Secured by Design (SBD) was set up by the UK Police Service in 1989, initially to reduce crime by improving the physical security of buildings. Since then, its remit has extended so that the SBD scheme now looks at a broad range of factors relating to public safety and security. Products – such as fire doors – that reach the required standards are accredited by SBD, and companies making these products can become members of the SBD scheme (Solidcor is a member company). Although not part of the regulatory testing regime, SBD provides an independent mark of quality, and bases many of its requirements for products on specific legal standards having been achieved.


The testing process

With each of the different tests described, it is important to remember that what is being tested is a doorset, not just a door panel. Building Regulations define a fire doorset as ‘a complete door assembly, assembled on site or delivered as a completed assembly, consisting of the door frame, leaf or leaves, essential hardware, edge seals and glazing, and any integral side panels or fanlight panels in an associated door screen.’

Fire doorsets are tested by first defining the doorset – its complete specification – then conducting the tests described above.

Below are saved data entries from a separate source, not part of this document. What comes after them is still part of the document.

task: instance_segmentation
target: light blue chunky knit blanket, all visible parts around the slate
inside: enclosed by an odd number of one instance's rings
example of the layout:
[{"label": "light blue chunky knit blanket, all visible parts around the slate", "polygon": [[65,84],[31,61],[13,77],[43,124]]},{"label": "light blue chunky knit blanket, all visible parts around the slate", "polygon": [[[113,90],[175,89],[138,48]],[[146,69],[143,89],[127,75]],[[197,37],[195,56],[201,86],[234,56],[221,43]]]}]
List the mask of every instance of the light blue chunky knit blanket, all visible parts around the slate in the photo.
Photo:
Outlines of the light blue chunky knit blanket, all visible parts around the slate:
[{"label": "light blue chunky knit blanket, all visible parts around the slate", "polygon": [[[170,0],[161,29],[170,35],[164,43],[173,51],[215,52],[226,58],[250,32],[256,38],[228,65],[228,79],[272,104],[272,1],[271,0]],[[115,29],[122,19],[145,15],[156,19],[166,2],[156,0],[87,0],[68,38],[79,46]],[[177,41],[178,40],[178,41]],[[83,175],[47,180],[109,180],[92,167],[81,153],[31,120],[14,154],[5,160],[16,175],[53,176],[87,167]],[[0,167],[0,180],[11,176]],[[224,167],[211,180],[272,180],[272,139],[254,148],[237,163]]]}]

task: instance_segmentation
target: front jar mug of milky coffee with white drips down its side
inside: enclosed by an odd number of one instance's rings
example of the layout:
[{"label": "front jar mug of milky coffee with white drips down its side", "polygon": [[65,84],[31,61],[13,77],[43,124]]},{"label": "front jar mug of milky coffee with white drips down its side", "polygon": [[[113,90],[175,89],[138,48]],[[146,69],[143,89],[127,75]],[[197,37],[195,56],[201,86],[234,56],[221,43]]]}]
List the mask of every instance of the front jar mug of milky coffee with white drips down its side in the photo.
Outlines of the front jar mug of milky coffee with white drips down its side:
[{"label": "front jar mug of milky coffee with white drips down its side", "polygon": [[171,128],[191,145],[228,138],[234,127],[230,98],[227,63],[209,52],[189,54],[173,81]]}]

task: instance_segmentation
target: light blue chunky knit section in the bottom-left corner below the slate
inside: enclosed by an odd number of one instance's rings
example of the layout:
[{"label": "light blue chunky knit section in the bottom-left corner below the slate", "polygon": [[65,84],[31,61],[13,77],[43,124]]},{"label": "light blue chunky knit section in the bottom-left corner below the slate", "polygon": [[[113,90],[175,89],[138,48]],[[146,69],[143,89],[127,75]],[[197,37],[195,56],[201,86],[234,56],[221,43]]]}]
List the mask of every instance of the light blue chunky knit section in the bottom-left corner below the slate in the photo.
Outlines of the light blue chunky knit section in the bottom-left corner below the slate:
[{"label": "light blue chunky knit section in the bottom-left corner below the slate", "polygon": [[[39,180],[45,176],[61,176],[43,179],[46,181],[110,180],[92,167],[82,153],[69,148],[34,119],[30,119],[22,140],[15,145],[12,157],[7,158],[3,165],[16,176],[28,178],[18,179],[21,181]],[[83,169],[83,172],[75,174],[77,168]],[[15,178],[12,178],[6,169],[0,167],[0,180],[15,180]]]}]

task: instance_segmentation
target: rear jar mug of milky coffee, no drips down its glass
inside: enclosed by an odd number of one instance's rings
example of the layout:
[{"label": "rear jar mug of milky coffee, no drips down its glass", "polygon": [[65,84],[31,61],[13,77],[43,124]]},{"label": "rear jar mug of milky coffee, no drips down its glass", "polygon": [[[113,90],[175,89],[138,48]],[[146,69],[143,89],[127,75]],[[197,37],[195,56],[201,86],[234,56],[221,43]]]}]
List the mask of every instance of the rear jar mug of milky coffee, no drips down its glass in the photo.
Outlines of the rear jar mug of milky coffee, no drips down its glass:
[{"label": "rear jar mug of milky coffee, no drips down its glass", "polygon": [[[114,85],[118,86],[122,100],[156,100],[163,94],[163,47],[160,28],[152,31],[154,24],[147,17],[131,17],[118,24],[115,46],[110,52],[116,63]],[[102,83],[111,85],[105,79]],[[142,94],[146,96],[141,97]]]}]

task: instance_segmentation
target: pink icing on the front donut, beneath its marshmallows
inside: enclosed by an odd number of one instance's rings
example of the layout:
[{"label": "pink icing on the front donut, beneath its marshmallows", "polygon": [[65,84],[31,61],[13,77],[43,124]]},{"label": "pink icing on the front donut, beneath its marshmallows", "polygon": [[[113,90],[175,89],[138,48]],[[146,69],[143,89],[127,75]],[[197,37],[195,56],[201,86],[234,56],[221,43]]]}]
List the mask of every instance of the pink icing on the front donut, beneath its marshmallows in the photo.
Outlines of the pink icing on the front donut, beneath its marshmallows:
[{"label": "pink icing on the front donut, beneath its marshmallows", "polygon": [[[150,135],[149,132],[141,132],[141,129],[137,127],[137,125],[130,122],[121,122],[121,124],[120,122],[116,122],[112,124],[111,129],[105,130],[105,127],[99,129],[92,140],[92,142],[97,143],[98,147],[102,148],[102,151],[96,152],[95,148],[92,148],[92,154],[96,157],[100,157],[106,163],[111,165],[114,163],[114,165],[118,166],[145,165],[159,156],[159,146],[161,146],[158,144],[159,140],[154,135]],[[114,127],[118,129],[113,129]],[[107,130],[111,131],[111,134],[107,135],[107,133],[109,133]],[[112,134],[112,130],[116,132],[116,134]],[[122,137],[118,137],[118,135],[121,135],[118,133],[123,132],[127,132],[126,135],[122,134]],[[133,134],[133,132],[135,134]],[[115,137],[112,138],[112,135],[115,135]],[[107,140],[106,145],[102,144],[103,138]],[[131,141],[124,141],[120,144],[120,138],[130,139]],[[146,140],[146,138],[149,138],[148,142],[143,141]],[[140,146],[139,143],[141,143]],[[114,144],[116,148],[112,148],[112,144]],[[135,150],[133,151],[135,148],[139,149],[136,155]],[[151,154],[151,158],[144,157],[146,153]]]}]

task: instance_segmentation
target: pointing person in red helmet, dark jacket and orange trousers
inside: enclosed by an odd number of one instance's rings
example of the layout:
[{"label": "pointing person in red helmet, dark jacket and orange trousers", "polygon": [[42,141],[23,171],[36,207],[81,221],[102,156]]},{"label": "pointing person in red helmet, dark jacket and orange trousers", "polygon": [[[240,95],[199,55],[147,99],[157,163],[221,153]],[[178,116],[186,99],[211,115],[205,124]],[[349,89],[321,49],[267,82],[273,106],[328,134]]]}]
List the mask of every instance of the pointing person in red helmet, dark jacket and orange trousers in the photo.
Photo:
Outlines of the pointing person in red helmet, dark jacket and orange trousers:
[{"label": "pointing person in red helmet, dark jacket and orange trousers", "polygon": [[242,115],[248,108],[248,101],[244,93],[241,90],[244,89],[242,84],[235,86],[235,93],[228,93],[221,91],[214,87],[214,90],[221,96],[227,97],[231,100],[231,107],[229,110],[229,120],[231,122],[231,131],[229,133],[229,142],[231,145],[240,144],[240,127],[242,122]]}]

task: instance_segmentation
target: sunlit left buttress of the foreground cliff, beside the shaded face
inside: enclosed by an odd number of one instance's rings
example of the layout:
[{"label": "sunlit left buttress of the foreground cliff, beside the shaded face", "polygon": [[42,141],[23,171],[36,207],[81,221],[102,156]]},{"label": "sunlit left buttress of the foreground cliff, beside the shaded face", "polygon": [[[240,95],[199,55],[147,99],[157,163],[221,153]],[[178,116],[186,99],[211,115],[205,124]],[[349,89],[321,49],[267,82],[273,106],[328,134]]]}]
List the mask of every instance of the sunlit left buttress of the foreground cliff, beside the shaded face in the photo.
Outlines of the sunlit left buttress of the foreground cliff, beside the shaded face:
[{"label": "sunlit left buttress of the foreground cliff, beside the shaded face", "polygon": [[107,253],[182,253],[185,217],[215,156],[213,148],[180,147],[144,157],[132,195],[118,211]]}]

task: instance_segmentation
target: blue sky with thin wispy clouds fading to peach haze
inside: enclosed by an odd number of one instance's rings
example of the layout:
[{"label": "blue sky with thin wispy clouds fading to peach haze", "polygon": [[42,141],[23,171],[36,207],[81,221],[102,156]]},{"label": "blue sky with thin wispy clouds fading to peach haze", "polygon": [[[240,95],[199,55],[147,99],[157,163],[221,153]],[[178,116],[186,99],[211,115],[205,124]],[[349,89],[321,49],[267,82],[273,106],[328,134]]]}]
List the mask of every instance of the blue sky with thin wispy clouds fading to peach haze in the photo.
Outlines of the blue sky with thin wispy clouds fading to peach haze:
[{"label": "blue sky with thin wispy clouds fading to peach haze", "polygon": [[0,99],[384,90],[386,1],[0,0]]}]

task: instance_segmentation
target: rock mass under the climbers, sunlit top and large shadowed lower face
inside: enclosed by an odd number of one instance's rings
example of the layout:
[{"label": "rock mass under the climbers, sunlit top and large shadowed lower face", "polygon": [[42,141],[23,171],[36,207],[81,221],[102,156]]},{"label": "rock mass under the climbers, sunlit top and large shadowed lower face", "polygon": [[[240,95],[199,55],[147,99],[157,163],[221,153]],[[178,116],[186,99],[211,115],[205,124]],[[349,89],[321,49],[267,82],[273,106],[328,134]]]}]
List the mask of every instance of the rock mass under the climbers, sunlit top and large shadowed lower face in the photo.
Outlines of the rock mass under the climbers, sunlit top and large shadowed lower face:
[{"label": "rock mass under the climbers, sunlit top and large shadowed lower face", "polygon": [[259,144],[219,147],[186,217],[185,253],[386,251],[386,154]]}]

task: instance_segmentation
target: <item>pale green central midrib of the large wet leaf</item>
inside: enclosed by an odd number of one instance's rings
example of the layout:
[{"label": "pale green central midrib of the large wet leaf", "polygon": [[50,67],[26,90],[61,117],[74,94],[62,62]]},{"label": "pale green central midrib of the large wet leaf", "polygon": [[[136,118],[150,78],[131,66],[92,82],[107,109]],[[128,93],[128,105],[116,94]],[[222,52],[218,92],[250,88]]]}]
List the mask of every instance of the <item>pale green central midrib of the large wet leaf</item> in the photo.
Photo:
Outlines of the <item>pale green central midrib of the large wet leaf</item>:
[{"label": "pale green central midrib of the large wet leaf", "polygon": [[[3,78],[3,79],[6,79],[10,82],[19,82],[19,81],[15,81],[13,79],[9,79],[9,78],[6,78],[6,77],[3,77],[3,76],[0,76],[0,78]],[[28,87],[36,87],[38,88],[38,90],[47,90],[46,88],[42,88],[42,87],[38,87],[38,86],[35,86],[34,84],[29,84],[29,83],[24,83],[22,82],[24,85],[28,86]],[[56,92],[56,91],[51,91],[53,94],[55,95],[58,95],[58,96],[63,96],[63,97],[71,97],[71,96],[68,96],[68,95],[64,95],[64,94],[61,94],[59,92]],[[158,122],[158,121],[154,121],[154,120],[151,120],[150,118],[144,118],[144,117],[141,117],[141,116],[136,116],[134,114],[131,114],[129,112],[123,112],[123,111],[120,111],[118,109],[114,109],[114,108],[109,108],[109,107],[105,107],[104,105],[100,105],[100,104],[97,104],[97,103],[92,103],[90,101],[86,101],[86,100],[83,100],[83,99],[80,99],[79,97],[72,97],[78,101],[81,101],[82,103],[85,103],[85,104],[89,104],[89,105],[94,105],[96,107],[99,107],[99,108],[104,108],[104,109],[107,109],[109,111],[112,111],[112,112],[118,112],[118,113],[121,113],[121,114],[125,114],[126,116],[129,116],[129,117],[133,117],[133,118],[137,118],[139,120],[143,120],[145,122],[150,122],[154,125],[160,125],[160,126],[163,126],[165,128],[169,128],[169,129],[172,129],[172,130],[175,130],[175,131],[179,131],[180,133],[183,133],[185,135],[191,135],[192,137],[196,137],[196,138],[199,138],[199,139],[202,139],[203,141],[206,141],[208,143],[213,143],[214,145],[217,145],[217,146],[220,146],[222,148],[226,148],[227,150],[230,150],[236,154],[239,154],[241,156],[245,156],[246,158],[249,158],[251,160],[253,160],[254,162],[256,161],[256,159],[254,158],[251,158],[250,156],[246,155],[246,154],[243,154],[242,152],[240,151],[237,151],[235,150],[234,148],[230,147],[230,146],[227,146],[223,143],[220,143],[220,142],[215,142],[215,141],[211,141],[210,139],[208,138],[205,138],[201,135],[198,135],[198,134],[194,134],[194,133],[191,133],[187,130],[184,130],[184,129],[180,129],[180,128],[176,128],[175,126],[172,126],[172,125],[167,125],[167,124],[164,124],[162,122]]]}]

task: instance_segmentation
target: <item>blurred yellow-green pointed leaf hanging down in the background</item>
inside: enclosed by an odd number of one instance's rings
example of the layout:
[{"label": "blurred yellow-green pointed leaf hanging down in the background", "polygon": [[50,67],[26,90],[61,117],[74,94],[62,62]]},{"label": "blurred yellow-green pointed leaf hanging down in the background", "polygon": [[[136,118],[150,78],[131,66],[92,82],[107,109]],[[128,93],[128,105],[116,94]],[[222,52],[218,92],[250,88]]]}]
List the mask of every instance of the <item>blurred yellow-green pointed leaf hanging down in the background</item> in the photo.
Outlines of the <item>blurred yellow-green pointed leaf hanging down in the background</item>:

This produces primary test evidence from which approved uses (or Direct Applications) are derived. However, the almost infinite variations in doorsets make it impossible for certification to be based solely on direct test results. Instead, UKAS-approved certification companies examine the specification and test results and assess what variations on the specification of the tested doorset – for example, an increase in the amount of glazing, or a change in the fittings – are permissible for the test results to retain validity. These variations are known as Extended Applications (EXAPs) and the resulting range of approved variations from the original doorset specification is known as a Field of Application.

Note that the integrity of the overall testing regime is protected not only through just UKAS-approved laboratories being allowed to determine the Extended Applications, but also by them being allowed to extend them only within ranges set by the relevant testing standards.



Although we have only scratched the surface of how doors are tested to destruction – literally in many cases – we hope we have demonstrated how these seven areas of testing combine to provide reassurance that doors are fit to meet all of the challenges thrown at them. The tests are conducted to vigorous standards, and carried out or assessed by independent experts who themselves are under the oversight of a body, UKAS, that exists solely to ensure the continuing integrity of the testing system. Architects, building owners and occupants can all be confident that front entrance doors meeting the test standards deliver safety and security.